Current binaries built on FC6 fail to execute on other systems due to using new gnu hash style. As it is possible to use both styles (gnu and sysv) on an executable, I suggest change gcc default options to build with both styles. Tests with kdebase.src.rpm show: i. 1.2% increase in uncompressed size: +2MB to 169MB (output of rpm2cpio | LANG=C wc -c) ii. 0.95% *decrease* in compressed size: -712KB from 73.2MB (size of kdebase-3.5.6-0.1.i386.rpm) Interestingly, most libraries and executables in kdebase, if bigger than 200KB, tend to compress better if compiled with hash-style=both than if compiled with hash-style=gnu. With this two interesting cases, and as hard-disks tend to be bigger and cheaper, removable storage slower, and compatibility is usually a benefit, I suggest that Fedora defaults to compile with both hash styles. Of course, I suggest further testing. It could be limited to kdebase and/or to my build system. I did the test by recompiling kdebase-3.5.6. The hash-style=both test was used with the following change to %build: %configure \ CC="${CC:-gcc} -Wl,--hash-style=both" \ CXX="${CXX:-g++} -Wl,--hash-style=both" \
Feel free to build your binaries that you want to reuse on other distributions with that option. All FC6+ rpms built with -Wl,--hash-style=gnu have rpm generated dependency on the proper glibc, so you can't mistakenly install them on older distributions. Generally, running binaries built for a newer distro on older doesn't work anyway (new symbols added to glibc and other symbol versioned libraries).
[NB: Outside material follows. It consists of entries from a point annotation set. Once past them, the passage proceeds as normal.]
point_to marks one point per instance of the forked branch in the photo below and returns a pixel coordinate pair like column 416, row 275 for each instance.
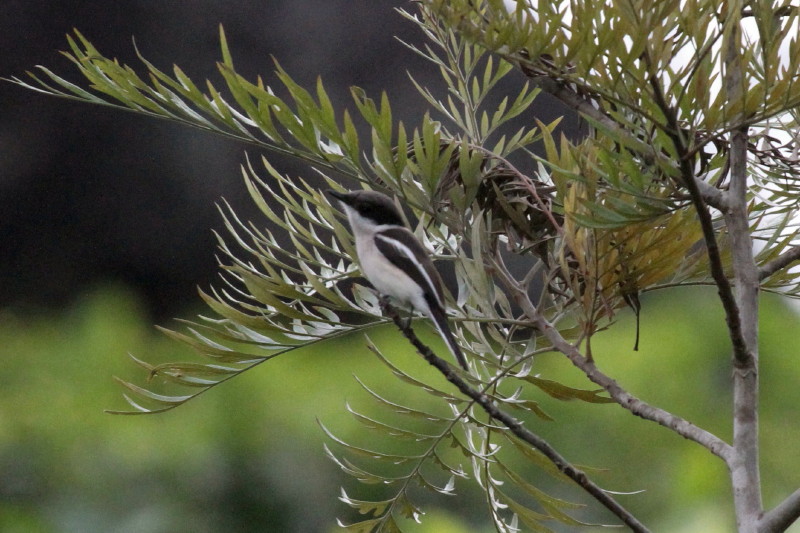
column 633, row 404
column 516, row 426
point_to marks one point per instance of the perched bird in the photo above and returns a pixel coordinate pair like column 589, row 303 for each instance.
column 394, row 261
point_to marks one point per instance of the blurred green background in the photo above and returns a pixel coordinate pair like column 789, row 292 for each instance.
column 247, row 456
column 105, row 227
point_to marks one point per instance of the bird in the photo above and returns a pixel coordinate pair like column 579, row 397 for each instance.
column 394, row 261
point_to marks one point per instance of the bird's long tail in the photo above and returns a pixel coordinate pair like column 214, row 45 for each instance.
column 439, row 318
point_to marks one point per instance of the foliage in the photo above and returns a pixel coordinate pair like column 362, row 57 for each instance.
column 592, row 222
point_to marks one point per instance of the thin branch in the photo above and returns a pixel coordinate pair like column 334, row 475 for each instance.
column 779, row 263
column 710, row 194
column 742, row 353
column 516, row 426
column 636, row 406
column 782, row 516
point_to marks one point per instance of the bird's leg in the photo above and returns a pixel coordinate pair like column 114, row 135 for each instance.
column 385, row 302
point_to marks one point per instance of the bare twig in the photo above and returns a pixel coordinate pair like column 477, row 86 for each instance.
column 516, row 426
column 636, row 406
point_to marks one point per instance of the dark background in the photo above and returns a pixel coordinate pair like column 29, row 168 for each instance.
column 89, row 193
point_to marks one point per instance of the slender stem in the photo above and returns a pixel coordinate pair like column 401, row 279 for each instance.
column 625, row 399
column 516, row 426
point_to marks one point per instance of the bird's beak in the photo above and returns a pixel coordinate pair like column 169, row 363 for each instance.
column 343, row 197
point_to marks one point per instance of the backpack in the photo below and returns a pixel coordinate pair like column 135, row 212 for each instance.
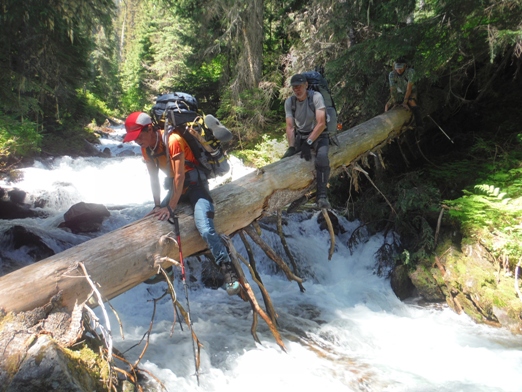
column 179, row 112
column 317, row 82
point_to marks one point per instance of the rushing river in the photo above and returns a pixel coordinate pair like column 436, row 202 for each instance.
column 347, row 332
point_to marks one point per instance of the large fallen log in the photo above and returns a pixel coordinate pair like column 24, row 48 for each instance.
column 124, row 258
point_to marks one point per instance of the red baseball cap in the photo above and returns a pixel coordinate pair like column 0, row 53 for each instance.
column 134, row 124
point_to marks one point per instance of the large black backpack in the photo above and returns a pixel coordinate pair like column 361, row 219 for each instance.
column 317, row 82
column 179, row 112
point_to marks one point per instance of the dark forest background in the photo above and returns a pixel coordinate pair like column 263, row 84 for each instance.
column 65, row 64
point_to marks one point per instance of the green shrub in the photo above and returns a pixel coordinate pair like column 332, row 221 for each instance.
column 17, row 138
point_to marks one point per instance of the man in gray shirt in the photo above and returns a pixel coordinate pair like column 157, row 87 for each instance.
column 305, row 122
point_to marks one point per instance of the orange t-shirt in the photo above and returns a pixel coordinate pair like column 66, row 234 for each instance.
column 176, row 145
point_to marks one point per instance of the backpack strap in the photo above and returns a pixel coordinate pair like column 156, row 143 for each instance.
column 310, row 100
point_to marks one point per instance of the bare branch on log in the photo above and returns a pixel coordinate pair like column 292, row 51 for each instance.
column 357, row 167
column 330, row 230
column 107, row 334
column 287, row 249
column 271, row 254
column 253, row 301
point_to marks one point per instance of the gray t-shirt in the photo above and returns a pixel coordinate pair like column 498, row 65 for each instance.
column 304, row 115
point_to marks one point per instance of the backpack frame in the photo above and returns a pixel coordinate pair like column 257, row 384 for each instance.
column 178, row 112
column 317, row 82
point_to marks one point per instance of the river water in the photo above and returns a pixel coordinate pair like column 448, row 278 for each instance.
column 347, row 332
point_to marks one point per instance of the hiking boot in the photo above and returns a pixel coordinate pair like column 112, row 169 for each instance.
column 231, row 282
column 322, row 202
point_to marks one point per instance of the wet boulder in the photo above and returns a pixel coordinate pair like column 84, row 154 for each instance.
column 401, row 283
column 85, row 217
column 17, row 196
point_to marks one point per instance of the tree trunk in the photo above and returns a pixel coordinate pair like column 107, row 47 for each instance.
column 124, row 258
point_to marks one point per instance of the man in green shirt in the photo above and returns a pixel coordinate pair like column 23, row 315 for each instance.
column 403, row 90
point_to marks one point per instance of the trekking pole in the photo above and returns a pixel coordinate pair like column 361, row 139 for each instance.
column 176, row 232
column 445, row 134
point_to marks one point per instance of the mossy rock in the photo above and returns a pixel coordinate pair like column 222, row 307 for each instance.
column 427, row 285
column 485, row 294
column 401, row 283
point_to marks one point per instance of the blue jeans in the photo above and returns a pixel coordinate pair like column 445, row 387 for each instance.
column 203, row 210
column 199, row 196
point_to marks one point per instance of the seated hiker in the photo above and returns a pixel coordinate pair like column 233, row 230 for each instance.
column 403, row 90
column 183, row 180
column 304, row 132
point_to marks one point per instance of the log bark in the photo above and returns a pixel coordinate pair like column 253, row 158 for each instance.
column 124, row 258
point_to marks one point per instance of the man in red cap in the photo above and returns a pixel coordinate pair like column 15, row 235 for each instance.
column 183, row 179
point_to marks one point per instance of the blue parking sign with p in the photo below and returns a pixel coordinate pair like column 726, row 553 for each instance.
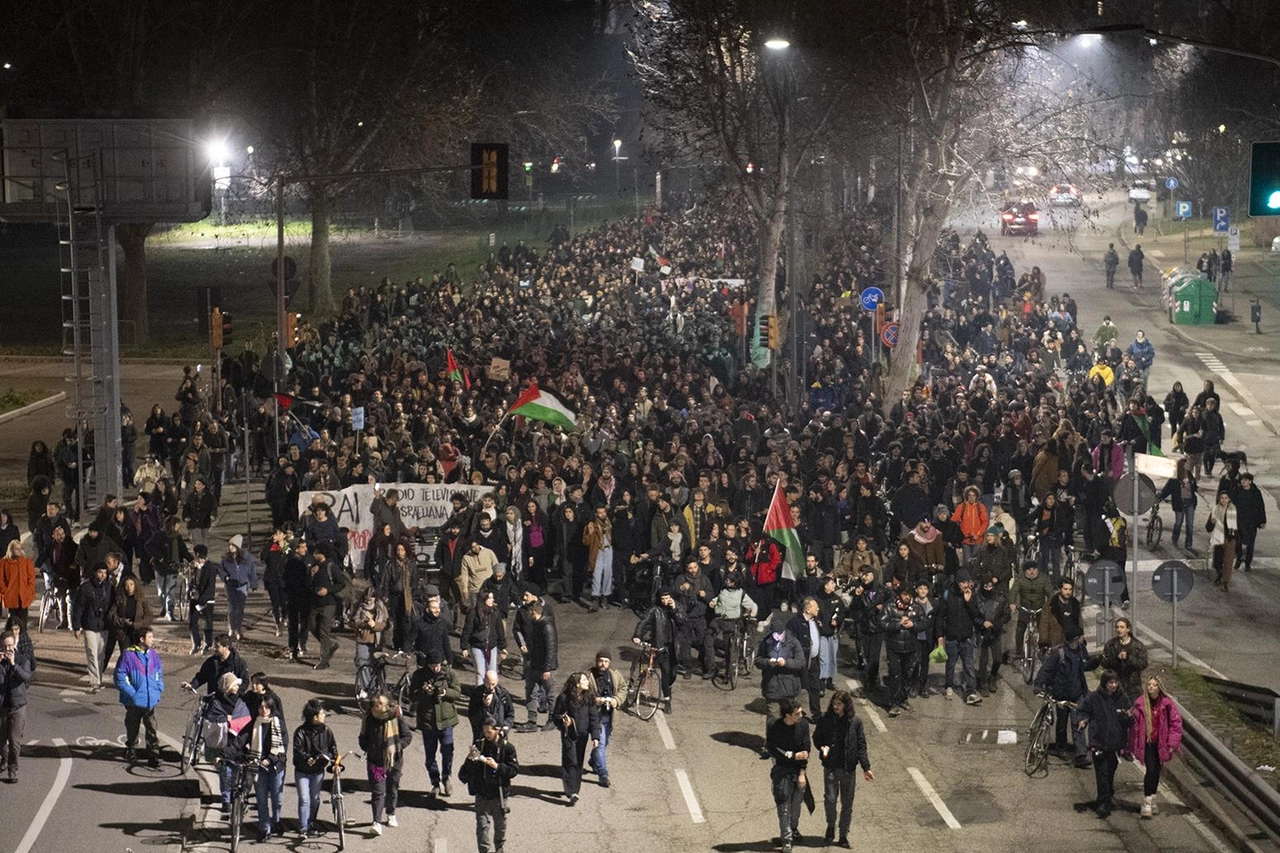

There were some instances of vendors shipping pre-compiled binaries that only worked in Fedora (like syslinux). For some cases, like that one, there's no dependency on newer glibc and other symbol versioned libraries. Only on the hash style. Without the sysv style, the executables die imediatly on startup with "Floating point exception". With it, they run fine. For most complex programs, however, the dependency on glibc versioned libraries will apply. But for the sake of the others, and for reducing the size of binary RPMs, hash style default of both would be nice. Anyway, it's only food for thought.